To rework a famous line from Senator Marco Rubio, let us dispel with the fiction that our democracy will magically heal the moment Donald Trump leaves office.
Jake Tapper’s interview with former Director of National Intelligence James Clapper on CNN’s State of the Union yesterday was profoundly frustrating, because Clapper would not define the true magnitude of the threat to our democracy. He seems to limit that threat to Trump and Vladimir Putin:
JAMES CLAPPER (FORMER DIRECTOR OF NATIONAL INTELLIGENCE): Well, I will just say that the developments of the past week are very bothersome, very disturbing to me. I think in many ways, our institutions are under assault, both externally, and that’s the big news here, is the Russian interference in our election system. And I think, as well, our institutions are under assault internally.
TAPPER: Internally from the president?
CLAPPER: Exactly.
TAPPER: Because he’s firing the checks and balances?
CLAPPER: Well I think, the Founding Fathers in their genius created a system of three co-equal branches of government, and a built-in system of checks and balances. And I feel as though that’s under assault and is eroding.

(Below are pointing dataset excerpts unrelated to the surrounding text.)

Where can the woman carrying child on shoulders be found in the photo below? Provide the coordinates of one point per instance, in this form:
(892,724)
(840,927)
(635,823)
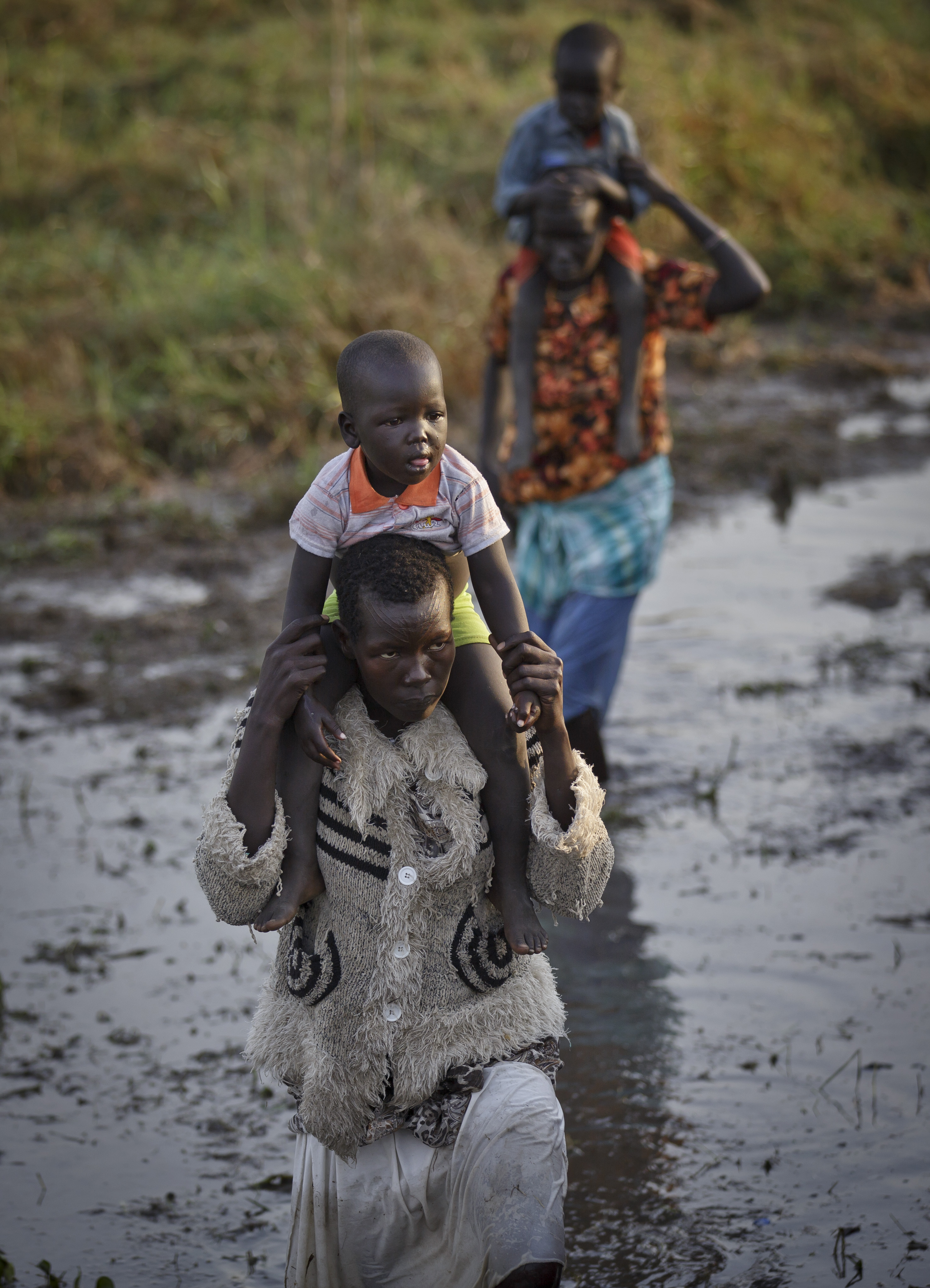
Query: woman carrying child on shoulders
(593,509)
(420,1049)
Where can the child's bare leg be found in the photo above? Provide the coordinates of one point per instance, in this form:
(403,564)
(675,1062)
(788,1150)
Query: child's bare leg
(525,326)
(298,784)
(629,302)
(480,700)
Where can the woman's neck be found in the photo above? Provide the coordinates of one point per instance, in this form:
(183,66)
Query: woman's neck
(384,722)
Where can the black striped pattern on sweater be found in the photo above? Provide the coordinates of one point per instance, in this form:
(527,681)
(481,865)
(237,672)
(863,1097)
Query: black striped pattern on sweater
(341,840)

Yet Trump is, from a certain perspective, not the greatest threat to our institutions. The greatest threat to our institutions comes from those who choose to embrace nihilism and ignorance at the ballot box—a problem that will remain with us long after Trump has left the White House.
Those who voted for Trump—those who put this madman into power, and who will be eager to put future right-wing madmen into power—threatened our institutions. Those who voted for Trump bear full responsibility for the havoc he has inflicted upon this country. Those who voted for Trump owe an apology to everyone who will suffer as a result of his actions.
Is it too harsh to regard the people who voted for this man as citizens who, with extremely rare exceptions, sought a “safe space” from an increasingly diverse country and a culture trending leftward? Is it too snobbish to regard these voters as the sort of people who, when they say they want “good jobs” to return to this country, actually mean they only want one specific demographic to have access to “good jobs”?
Donald Trump did not make himself President. A significant portion of the American electorate begged for a candidate like Trump—someone who scorned expertise, someone who believed that talking tough constituted leadership, someone who believed America fell into degeneration in the years following Brown v. Board of Education. Trump is the natural consequence of a generation of folks that watched All in the Family and actually thought the Archie Bunker character would make a one heck of a president.
The folks who voted for Trump knew exactly what they were doing. It wasn’t desperation. It wasn’t confusion. It was a willful and deliberate attempt to turn the clock back, to “deconstruct the administrative state,” to live out a fantasy of privilege, prejudice and power.
When Trump attacks our institutions, he is doing so with the full and total imprimatur and approval of those who voted for him. They like what they’re getting. Progressive nightmares are the same as their dreams.
It’s easy to put this all on Trump. It’s easy to say he’s out of control. It’s harder to countenance the idea that those who voted for Trump wanted chaos and disorder, wanted national and international harmony destroyed, wanted to eliminate all vestiges of progressivism and enlightenment in this country. No one wants to believe their neighbors hate them.
Speaking of neighbors, five years ago the Boston Globe ran a peculiar piece about a supporter of then-Senate candidate Elizabeth Warren (D-MA) who agreed to, shall we say, coexist with a supporter of Sen. Scott Brown (R-MA), who would ultimately lose his seat to Warren. I thought the story was complete BS at the time, doubting that people who embraced such drastically different candidates could ever be civil towards each other.
I doubt that Trump and Clinton supporters who live next to each other are feeling the love. Why should they? The Trump supporter wishes to obliterate everything the Clinton supporter believes in, whereas the Clinton supporter merely wants this country’s abundant prosperity to be enjoyed by as many Americans as possible. Both visions cannot peacefully coexist. One must destroy the other. Which one will?